The veil of perception

“What was the last thing you changed your mind about?” is an A+ question. First, it compels the person who is asked it to probe the eddies of their own thought, to chart its meanderings and to understand its flow from a topographical perspective. Second, it reveals a person’s rate of learning and/or self-awareness. Someone who responds with a blank look either experiences shifts in their thinking but does not recognise it or has a way of thought that has never been significantly altered.

It is for this reason that I try to ask myself the question periodically. I want to know if I’m learning, what I’m learning and how fast. And after the most recent posing of the question to myself, I realised that the last thing I changed my mind about was the importance of narratives and reality.

It wouldn’t be off the mark to say that I’m a recovering Stoic. I still buy in to most of the fundamental precepts—the dichotomy of control, regular contemplation of space and time and mortality, actions aimed at the good of the community, et cetera. But I no longer vibe with the idea that purity of perception is possible. For example, one of the Stoic exercises is meant to help its practitioner see reality as it is. From Book Six of Marcus Aurelius’ Meditations:

“Like seeing roasted meat and other dishes in front of you and suddenly realising: This is a dead fish. A dead bird. A dead pig. Or that this noble vintage is grape juice, and the purple robes are sheep wool dyed with shellfish blood.
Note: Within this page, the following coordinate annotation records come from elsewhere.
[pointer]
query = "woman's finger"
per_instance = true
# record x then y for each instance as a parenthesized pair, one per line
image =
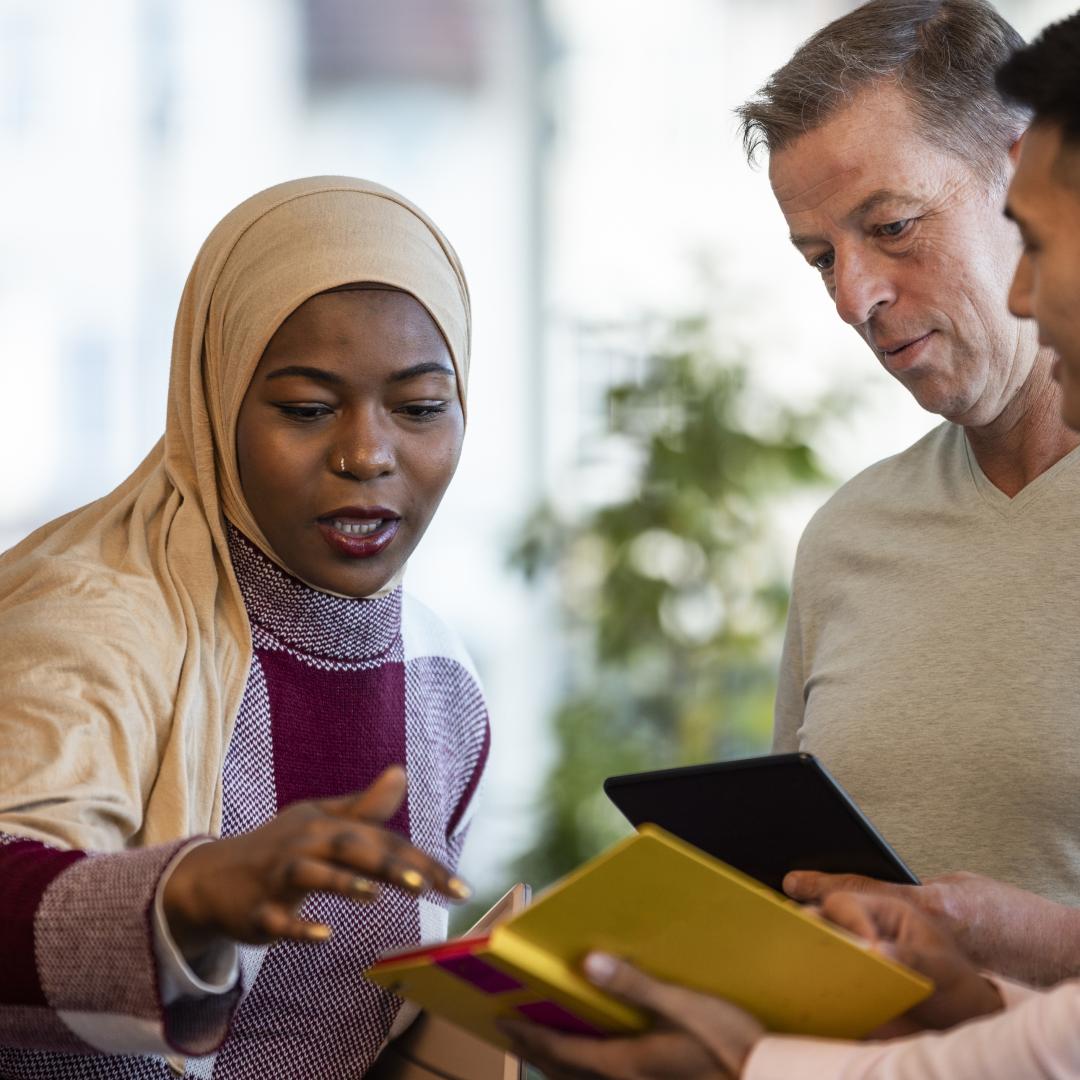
(300, 876)
(726, 1030)
(378, 802)
(385, 855)
(275, 921)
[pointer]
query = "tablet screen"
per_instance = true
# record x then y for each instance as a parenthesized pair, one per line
(764, 815)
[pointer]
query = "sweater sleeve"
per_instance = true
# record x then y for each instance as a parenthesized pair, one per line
(81, 969)
(1037, 1039)
(790, 706)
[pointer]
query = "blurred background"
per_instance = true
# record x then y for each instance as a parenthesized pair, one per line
(661, 392)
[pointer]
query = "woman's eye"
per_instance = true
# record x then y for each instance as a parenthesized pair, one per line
(304, 413)
(422, 410)
(894, 228)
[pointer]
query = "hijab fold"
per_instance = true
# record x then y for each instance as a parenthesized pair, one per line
(124, 644)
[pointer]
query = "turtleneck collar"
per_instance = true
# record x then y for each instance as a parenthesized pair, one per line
(307, 620)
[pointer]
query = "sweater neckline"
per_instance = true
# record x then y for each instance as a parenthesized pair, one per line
(307, 620)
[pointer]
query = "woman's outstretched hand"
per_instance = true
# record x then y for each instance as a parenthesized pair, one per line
(696, 1037)
(248, 888)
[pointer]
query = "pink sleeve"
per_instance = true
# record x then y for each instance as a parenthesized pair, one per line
(79, 967)
(1038, 1039)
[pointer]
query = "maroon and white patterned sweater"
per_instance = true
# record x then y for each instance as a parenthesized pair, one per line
(338, 689)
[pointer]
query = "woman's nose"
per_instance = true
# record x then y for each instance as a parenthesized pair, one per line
(366, 453)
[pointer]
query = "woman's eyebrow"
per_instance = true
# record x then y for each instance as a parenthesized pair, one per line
(318, 374)
(430, 367)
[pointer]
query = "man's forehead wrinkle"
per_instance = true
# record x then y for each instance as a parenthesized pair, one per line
(812, 198)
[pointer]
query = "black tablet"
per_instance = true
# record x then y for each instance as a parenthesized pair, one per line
(764, 815)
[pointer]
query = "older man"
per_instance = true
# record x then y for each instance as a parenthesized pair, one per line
(930, 659)
(1038, 1036)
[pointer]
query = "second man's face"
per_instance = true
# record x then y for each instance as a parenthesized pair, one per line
(1044, 201)
(914, 252)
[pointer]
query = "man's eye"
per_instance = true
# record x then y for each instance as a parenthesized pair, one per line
(894, 228)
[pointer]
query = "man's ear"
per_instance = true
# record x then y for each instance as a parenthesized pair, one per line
(1015, 148)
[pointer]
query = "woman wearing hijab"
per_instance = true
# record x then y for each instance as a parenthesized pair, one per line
(212, 679)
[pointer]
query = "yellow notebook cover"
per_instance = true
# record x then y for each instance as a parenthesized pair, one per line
(679, 915)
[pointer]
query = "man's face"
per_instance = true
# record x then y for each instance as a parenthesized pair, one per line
(914, 253)
(1044, 201)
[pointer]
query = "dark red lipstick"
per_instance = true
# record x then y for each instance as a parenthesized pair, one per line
(359, 531)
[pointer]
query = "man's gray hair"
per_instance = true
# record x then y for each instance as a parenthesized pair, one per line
(942, 54)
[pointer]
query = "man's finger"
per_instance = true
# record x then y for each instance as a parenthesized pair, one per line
(807, 886)
(873, 916)
(724, 1029)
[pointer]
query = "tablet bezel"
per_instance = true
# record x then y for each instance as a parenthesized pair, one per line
(613, 786)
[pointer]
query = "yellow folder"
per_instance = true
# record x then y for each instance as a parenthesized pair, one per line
(679, 915)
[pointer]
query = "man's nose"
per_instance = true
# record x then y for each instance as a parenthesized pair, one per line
(1020, 291)
(862, 286)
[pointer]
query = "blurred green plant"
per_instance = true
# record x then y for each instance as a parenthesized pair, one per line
(672, 599)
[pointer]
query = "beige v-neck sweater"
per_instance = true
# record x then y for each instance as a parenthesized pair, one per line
(932, 662)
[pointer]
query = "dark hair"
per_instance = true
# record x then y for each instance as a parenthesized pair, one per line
(1045, 77)
(943, 54)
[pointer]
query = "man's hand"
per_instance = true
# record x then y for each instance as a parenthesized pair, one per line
(696, 1037)
(999, 927)
(248, 888)
(901, 931)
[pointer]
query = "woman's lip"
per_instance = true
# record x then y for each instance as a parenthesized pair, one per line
(360, 514)
(359, 547)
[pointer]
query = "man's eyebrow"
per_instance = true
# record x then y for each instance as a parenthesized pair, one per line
(875, 199)
(872, 202)
(299, 370)
(429, 367)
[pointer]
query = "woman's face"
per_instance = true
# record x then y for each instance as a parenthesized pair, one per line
(348, 436)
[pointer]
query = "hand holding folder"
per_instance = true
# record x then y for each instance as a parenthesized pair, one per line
(676, 914)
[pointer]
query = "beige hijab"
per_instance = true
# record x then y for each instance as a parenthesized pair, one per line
(124, 644)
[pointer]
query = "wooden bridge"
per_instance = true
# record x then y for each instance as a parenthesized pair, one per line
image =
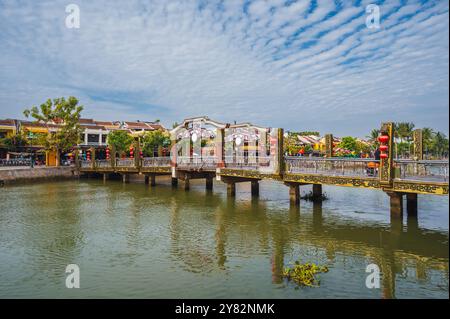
(206, 149)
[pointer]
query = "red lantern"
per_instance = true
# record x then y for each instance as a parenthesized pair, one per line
(383, 139)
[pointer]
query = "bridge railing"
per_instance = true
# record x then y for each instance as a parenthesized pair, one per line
(15, 162)
(423, 170)
(103, 163)
(125, 162)
(85, 164)
(156, 161)
(197, 162)
(244, 162)
(352, 167)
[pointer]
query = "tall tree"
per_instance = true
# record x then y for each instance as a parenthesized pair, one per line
(15, 142)
(64, 112)
(440, 144)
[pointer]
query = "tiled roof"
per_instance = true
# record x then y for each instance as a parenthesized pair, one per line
(8, 122)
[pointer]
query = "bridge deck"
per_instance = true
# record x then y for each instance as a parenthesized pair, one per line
(422, 177)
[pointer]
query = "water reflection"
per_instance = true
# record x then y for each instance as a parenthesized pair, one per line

Or making love—something rubbing against your penis, a brief seizure and a little cloudy liquid.
Perceptions like that—latching onto things and piercing through them, so we see what they really are. That’s what we need to do all the time—all through our lives when things lay claim to our trust—to lay them bare and see how pointless they are, to strip away the legend that encrusts them.”

I had thought that this Stoic exercise was akin to stripping away the mask of narratives to reveal the face of reality. What it has taken me so long to realise is that it is less a stripping away than a refactoring. In the same way that the absence of rhetoric is itself a rhetorical strategy, the destruction of narratives is just another narrative frame through which to experience reality.

Think of perception as a veil. I was labouring under the assumption that the veil could be removed entirely. It cannot. All we can do is change the nature of the veil itself, never truly throw it off. Which means that the search for reality is less important than the quest to understand how narratives distort and enrich the lives we live.